Командир эскадрильи майор Толчин уже был здесь. Он все слышал.
— Я думаю, что техник не залил полностью гидросмесь в бустерную систему и не опробовал бустер на земле, — высказал свое предположение комэска.
— Я тридцать пятый. Прошу разрешения на вход в круг, — запросил Николаев.
— Вход в круг разрешаю. Высота семьсот, — сообщил Ожогин.
— Понял вас.
— Стало быть, техник на земле не опробовал бустер? — удивился Комов.
— Машина пятьсот девяносто семь, лейтенант Евсюков, — сказал Толчин, наблюдая за северо-западом, откуда должен был появиться самолет Николаева.
— Пойдемте, товарищ майор, навстречу тридцать пятому, — предложил Комов, и они оба вышли из СКП.
Возле тягачей и сложенных на траве «водил» и заглушек техники и механики ожидали свои самолеты. Звено Бушуева шло по дальнему маршруту, его здесь не ждали, и техник-лейтенант Евсюков прохлаждался в военторговском буфете. Повесив фуражку на крючок грузовика, чтобы неотразимый блеск его расчесанных на прямой пробор волос способствовал успеху, Евсюков пил лимонад из бумажного стаканчика и флиртовал с буфетчицей. Когда механик разыскал Евсюкова и предупредил его, что Николаев идет на посадку, техник послал воздушный поцелуй буфетчице, осторожно, чтобы не помять прически, надел фуражку и не спеша направился в конец полосы.
— К нам жалует краса и гордость полка, потомственный, почетный «инвалид» — Марк Савельевич! — сказал техник-лейтенант Цеховой, заметив направляющегося к ним Евсюкова.
Зная острого на язык Цехового, техник-лейтенант Левыкин, подмигнув товарищам, заметил:
— Какой же Евсюков инвалид?!
— Никакого, можно сказать, сочувствия! У человека при себе только одна рука, а вторая-то в округе! — Это была старая, но испытанная шутка. Поощренный взрывом смеха, Цеховой добавил: — Он и у инженера полка вокруг голенища ходит!
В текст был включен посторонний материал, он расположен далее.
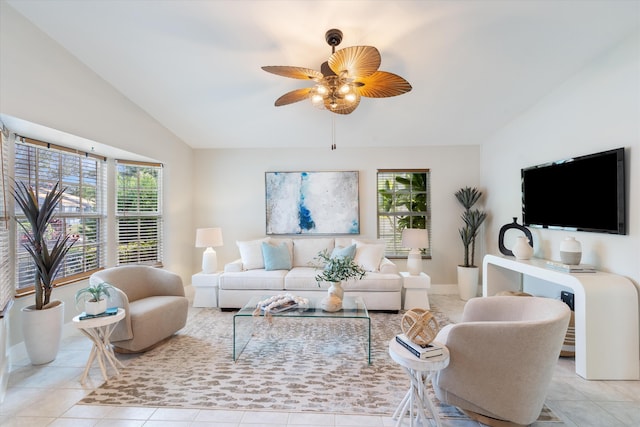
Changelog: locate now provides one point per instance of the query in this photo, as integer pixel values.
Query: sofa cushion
(305, 250)
(368, 256)
(254, 279)
(276, 257)
(251, 253)
(302, 278)
(340, 252)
— Почему вокруг голенища? — на этот раз действительно не понимая, спросил Левыкин.
— Потому, что кривая вокруг голенища короче всякой прямой к сердцу начальника!
Вихляющей походкой Евсюков подошел к группе техников, но, увидев вывернувший из-за тягача «газик» замполита и сидящего за рулем командира эскадрильи, он подтянулся и картинно приложил руку к козырьку.
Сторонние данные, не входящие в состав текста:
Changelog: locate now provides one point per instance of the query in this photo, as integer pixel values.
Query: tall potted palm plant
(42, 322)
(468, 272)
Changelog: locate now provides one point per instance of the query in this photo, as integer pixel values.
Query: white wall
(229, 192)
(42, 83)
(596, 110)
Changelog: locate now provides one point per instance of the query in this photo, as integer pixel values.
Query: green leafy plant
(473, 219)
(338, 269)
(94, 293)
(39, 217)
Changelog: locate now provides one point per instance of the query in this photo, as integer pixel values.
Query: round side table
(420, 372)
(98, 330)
— Техник-лейтенант Евсюков, у самолета опять ерундит бустер! — едва сдерживая себя, сказал майор Толчин.
— После регламентных работ я проверял…
— Проверяли! Посмотрим, как вы проверяли! — многозначительно сказал командир эскадрильи и вместе с майором Комовым отошел в сторону: Николаев шел на посадку.
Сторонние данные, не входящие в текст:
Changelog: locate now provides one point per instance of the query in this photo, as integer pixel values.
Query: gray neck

Когда летчик вылез из самолета, снял шлемофон, подошел к майору Толчину и доложил о неисправности самолета, командир эскадрильи распорядился:
— Осмотрите в присутствии инженера эскадрильи и техник-лейтенанта Евсюкова самолет, после чего явитесь с экипажем на СКП.
Самолет Николаева взяли на «водило», и тягач потащил его на стоянку.
Комов вспомнил, что у техник-лейтенанта Сердечко мальчик заболел корью, а техник с четырех утра на аэродроме и, разумеется, беспокоится за судьбу ребенка. Позвонив с СКП на квартиру комэска, Комов попросил его жену сходить к Сердечко узнать о состоянии здоровья ребенка. Он долго ждал у телефона пока Толчина вернулась, но не напрасно — было чем порадовать отца.
Техник-лейтенант Сердечко встречал самолет Астахова. Комов застал его в тени тягача. Сердечко лежал на траве и, зажав в кулаке папиросу, жадно, короткими затяжками, курил. Это был большой, грузный человек лет тридцати. В комбинезоне он казался неуклюжим.
Увидев замполита, Сердечко вскочил для приветствия, но Комов усадил его на траву и сел рядом.
— Славке лучше, температура тридцать семь и два. Часа через два ему введут вакцину. Не беспокойтесь, Остап Игнатьевич, все будет хорошо, — сказал Комов.
Сердечко встал, полез в кузов тягача и, хотя рядом был механик, сам стал снимать заглушки и «водило». Он работал спиной к Комову, боясь обнаружить перед ним свое волнение, и только тогда, когда замполит пошел через рулежную дорожку к старту, Сердечко, спрыгнув с тягача, нагнал его и, глядя в сторону, сказал:
— Спасибо, товарищ майор…
— Не за что, — ответил Комов и, указав на горизонт, добавил: — Астахов и Зернов идут на посадку.
Техник-лейтенант побежал навстречу самолету. Растопырив руки, пятясь назад, он указывал направление рулежки. Следом за Астаховым сел и его ведомый. Самолет со все угасающей скоростью катился по полосе, издавая металлический грохот и свист.